Loan Comparison Calculator
Not all loans are created equal. Upfront fees, monthly fees and variable interest rates can dramatically affect the cost of a loan over its entire term. Further complicating matters is the fact that some loans offer an introductory interest rate for a pre-determined term and an ongoing rate for the remainder of the life of the loan. How can you effectively compare two loan products with different interest rates and introductory terms?
The loan comparison calculator on this page can help you compare and contrast the costs of two different loans to determine which loan is the best deal for you.
To use the loan comparison calculator, begin by entering the details for each loan. What are the upfront and ongoing fees for each loan? What is the introductory interest rate? For how many monthly will that introductory rate last (intro term)?
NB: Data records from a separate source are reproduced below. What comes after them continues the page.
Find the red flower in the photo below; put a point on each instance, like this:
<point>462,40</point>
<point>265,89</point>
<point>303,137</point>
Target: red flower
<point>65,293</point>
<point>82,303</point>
What is the interest rate after the introductory term expires? Once you've completed the loan details for each loan, enter the common loan details. How much are you planning to borrow (loan amount)? What is the loan term (in years)?
Once you've entered the unique and common data for each loan, the calculator will reveal your monthly payment amounts for each loan during the initial interest rate term and for the remainder of the loan. The calculator also shows the total amount paid for each loan after interest. Using the loan comparison calculator, you can make an educated decision regarding which loan is right for you.
- Because interest is assessed daily based on the remaining balance on the loan (known as the principal), paying higher payments (or applying a lump sum payment) while the interest rate is low during an introductory term can save a great deal in both interest and time. Pay as much as you can while the rates are favorable to save more time and money!